Simonet sourit sans mot dire et me mesura du regard. Le patron marcha jusqu’à la fenêtre et leva le store. Je me tournai vers lui.
« Pourquoi faites-vous cela ? »
Snevar ne répondit pas immédiatement. Il s’était collé le visage contre la vitre et examinait le ciel.
« C’est parce que j’observe la situation sous tous ses angles, Peter », prononça-t-il lentement, sans me regarder. « J’attends. J’attends, Peter… Vous devriez ordonner à cette petite de rentrer à la maison. Là-bas, sur la neige, elle constitue une cible idéale… Moi, elle refuse de m’écouter…»
Je posai le Lüger sur la table, saisis la tasse à deux mains et, les yeux clos, m’obligeai à avaler plusieurs gorgées. Une cible idéale… Tous, ici, nous étions des cibles idéales… Et soudain je sentis qu’une poigne puissante m’immobilisait les coudes dans le dos. J’ouvris les yeux et fus secoué par un spasme. Ma douleur à la clavicule était si aiguë que j’hésitais à la frontière de l’évanouissement.
« Ce n’est rien, Peter, ce n’est rien », articula Snevar, avec une sorte de tendresse. « Vous tiendrez le coup. »
Simonet était en train d’enfiler le Lüger à l’intérieur d’une de ses poches.
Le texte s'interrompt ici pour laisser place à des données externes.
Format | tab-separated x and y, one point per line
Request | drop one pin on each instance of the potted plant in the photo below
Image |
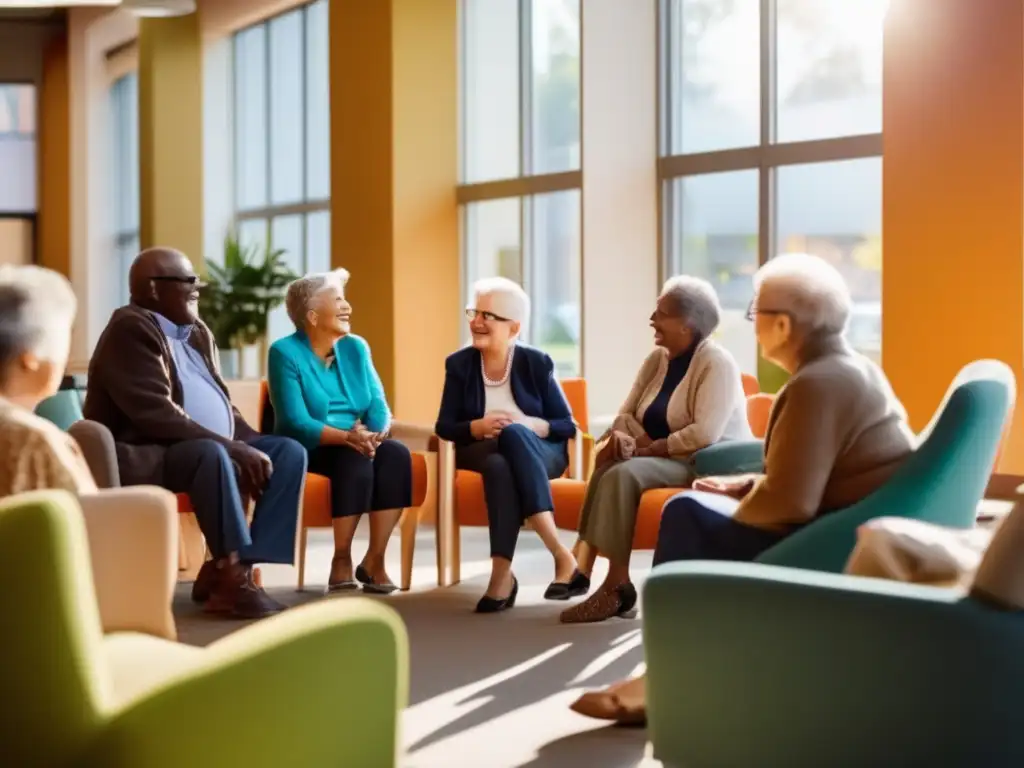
240	296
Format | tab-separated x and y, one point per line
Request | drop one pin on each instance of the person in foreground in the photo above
37	310
687	394
508	418
837	433
154	382
327	394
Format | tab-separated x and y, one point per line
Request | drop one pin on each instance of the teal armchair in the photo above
265	695
753	665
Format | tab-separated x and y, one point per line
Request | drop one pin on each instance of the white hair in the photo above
694	301
37	311
303	292
809	289
510	300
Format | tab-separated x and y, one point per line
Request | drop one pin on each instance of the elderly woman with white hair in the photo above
687	394
37	310
327	394
836	434
504	410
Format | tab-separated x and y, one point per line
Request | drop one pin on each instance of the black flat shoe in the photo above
369	585
577	586
494	605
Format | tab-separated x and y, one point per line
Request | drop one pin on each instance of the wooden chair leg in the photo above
409	522
302	559
456	551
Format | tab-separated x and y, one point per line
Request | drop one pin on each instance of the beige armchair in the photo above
133	545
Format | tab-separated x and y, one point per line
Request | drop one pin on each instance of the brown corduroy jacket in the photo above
133	389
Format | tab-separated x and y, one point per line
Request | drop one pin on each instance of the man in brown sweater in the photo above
155	383
836	433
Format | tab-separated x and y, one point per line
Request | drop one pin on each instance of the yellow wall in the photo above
952	197
393	173
53	233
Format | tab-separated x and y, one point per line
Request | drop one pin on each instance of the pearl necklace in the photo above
505	377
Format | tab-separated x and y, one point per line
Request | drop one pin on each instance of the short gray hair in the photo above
810	290
694	301
513	302
301	293
37	312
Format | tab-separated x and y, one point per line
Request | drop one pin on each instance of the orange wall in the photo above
952	197
54	160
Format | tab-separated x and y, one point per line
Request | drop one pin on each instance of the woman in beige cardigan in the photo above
687	395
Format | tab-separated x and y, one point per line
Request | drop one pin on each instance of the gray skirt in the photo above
609	510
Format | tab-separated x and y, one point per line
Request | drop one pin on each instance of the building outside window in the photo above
17	173
283	142
771	142
124	180
520	160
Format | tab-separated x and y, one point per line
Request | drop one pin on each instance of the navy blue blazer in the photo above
534	386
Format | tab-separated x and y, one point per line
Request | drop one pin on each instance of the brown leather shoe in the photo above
607	706
238	595
205	582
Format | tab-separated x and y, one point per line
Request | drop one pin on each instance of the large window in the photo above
17	173
124	179
771	143
520	160
282	140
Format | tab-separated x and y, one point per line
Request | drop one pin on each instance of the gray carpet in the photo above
485	690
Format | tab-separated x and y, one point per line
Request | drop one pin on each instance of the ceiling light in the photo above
159	8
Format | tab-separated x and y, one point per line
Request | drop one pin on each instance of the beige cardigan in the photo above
707	407
836	434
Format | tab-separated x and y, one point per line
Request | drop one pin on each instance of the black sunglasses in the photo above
474	313
190	280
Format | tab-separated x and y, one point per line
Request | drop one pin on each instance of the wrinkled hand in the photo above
620	446
736	487
653	448
254	466
491	425
363	440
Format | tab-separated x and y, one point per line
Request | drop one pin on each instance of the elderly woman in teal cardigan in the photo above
327	394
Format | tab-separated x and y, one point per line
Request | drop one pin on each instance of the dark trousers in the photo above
204	471
697	525
360	484
516	469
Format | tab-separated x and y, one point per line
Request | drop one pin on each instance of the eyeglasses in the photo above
190	280
488	316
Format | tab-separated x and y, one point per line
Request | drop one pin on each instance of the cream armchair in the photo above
133	545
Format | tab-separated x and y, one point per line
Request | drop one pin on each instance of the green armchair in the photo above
266	695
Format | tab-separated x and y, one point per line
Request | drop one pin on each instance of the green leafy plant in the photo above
241	293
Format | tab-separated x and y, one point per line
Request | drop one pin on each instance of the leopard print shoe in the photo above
605	603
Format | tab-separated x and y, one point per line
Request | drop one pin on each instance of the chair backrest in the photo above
53	673
264	411
758	411
751	384
62	409
941	482
576	393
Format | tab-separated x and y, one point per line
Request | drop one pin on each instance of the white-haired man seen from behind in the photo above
37	310
836	434
508	418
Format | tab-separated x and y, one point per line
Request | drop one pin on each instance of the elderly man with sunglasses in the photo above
155	383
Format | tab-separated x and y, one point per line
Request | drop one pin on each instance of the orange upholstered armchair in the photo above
460	494
316	502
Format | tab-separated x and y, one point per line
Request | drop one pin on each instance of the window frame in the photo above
525	186
766	157
267	212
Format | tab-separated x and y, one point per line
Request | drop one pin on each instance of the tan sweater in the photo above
707	407
35	455
836	434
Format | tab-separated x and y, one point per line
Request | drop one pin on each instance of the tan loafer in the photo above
607	706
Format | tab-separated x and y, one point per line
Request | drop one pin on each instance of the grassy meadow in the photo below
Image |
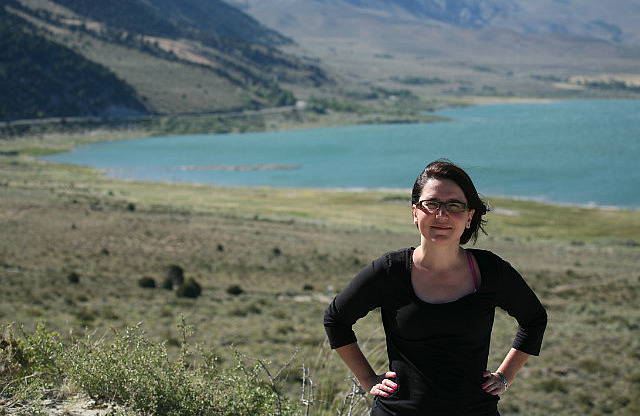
75	245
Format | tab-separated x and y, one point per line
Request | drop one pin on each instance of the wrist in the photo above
504	380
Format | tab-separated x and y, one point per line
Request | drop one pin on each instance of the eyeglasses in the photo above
451	206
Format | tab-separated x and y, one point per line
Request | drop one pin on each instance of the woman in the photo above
438	303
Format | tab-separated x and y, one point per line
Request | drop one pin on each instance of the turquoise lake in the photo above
564	152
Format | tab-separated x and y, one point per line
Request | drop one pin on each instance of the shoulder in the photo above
486	256
493	266
394	260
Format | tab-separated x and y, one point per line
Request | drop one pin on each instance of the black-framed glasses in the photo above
450	206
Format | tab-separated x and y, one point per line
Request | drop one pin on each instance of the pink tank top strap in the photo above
473	269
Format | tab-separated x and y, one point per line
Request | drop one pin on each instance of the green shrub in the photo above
189	289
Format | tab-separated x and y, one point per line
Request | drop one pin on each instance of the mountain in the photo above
545	48
142	56
41	78
613	20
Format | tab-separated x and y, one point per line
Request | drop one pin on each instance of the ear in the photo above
471	212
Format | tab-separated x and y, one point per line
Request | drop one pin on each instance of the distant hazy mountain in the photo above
467	47
68	58
611	20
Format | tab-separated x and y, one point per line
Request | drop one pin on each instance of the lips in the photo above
441	227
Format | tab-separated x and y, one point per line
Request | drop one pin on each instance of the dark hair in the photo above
445	169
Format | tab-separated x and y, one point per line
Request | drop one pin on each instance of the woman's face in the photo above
441	226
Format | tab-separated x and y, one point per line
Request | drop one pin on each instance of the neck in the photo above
437	257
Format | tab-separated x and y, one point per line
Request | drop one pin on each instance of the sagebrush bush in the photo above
189	289
73	277
176	274
147	282
235	290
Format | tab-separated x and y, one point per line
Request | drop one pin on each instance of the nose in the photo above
441	211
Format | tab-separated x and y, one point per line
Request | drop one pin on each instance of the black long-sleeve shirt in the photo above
439	351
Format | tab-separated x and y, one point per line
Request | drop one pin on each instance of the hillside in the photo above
491	48
173	57
41	78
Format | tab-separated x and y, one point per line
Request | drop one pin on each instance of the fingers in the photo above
494	384
385	387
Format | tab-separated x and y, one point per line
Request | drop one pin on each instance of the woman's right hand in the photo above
382	385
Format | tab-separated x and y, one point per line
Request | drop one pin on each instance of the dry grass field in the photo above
74	246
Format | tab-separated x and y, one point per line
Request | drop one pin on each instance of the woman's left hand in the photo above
494	384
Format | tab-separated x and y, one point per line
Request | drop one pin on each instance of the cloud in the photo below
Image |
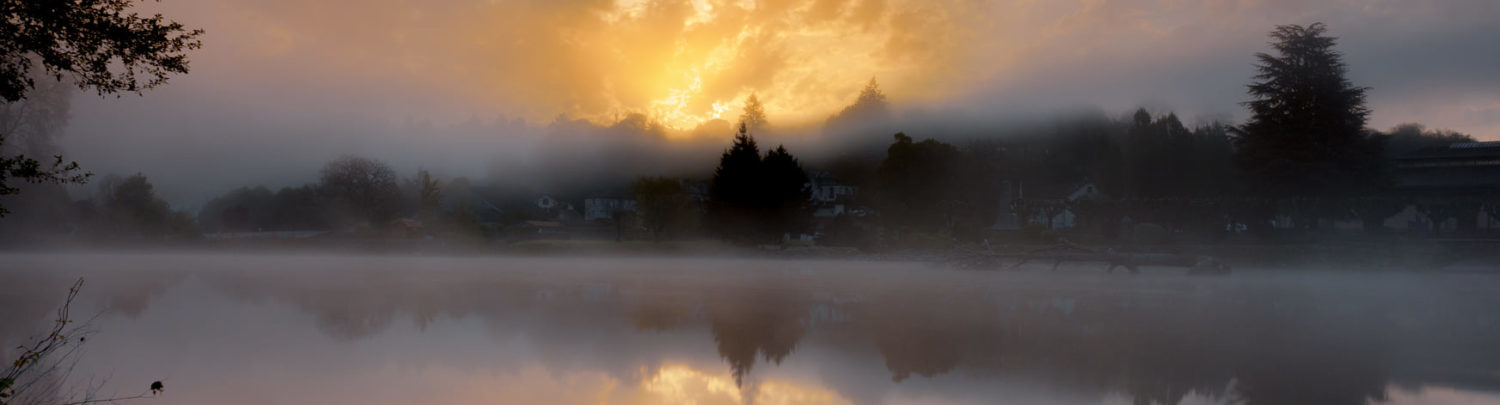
284	84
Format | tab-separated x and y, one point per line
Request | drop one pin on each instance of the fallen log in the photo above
1067	251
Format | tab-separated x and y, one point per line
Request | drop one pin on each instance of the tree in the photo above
363	188
753	114
918	182
426	192
785	192
663	206
753	197
869	108
243	209
1307	131
132	207
99	44
734	189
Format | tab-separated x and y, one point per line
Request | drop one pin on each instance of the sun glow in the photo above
683	384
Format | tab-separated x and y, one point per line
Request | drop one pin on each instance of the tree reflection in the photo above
756	323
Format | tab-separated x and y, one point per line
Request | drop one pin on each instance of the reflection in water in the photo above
747	332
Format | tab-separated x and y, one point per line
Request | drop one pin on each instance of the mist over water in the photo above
332	329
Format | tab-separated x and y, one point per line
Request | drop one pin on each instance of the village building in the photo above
606	207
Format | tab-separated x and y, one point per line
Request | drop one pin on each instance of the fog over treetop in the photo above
455	84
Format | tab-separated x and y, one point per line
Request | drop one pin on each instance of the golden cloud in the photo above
680	62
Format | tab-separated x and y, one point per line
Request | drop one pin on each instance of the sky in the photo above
456	86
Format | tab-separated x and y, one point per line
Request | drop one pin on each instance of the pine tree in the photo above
753	116
1307	134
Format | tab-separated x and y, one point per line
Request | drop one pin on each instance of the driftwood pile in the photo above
1068	251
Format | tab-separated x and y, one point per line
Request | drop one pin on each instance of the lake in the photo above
333	329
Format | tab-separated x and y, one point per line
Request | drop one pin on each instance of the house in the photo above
606	207
546	203
1440	176
825	189
1047	206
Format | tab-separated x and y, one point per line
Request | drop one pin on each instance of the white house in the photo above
824	189
603	207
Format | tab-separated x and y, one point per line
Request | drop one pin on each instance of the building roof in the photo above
1458	167
1461	150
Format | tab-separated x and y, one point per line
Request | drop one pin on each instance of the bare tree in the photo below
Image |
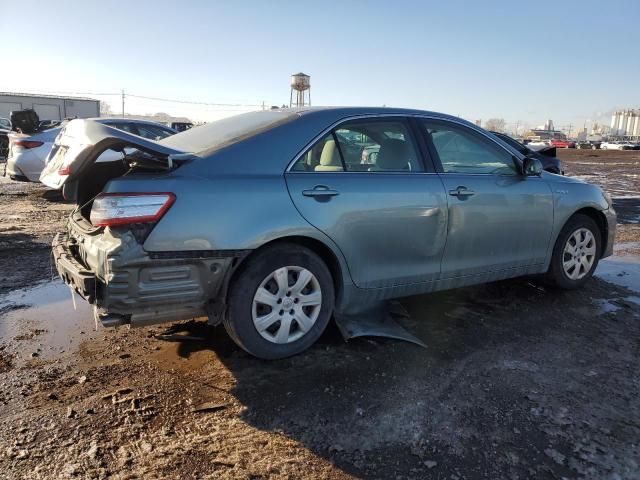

Il avait une mine coupable, tout autant que préoccupée.
« Traîtres ! » m’écriai-je, sans être encore revenu de ma surprise.
« Non, non, Peter, dit le patron. Mais il faut être raisonnable. La conscience humaine ne vit pas que de lois et de règlements. »
Simonet fit un pas en ma direction, m’abordant sur le côté, avec prudence, et il tapota ma poche de veste. Les clés tintèrent. Je me couvris de sueur, en prévision de la douleur atroce qui allait se déchaîner, puis je me mis à me débattre. En vain. Quand je refis surface, Simonet était déjà en train de franchir la porte et il avait la mallette sous le bras. Le patron continuait à me bloquer les coudes. Sa voix angoissée recommandait à Simonet qui disparaissait :
« Essayez de faire vite, Simonet, essayez de faire le plus vite possible. Il est dans un sale état…»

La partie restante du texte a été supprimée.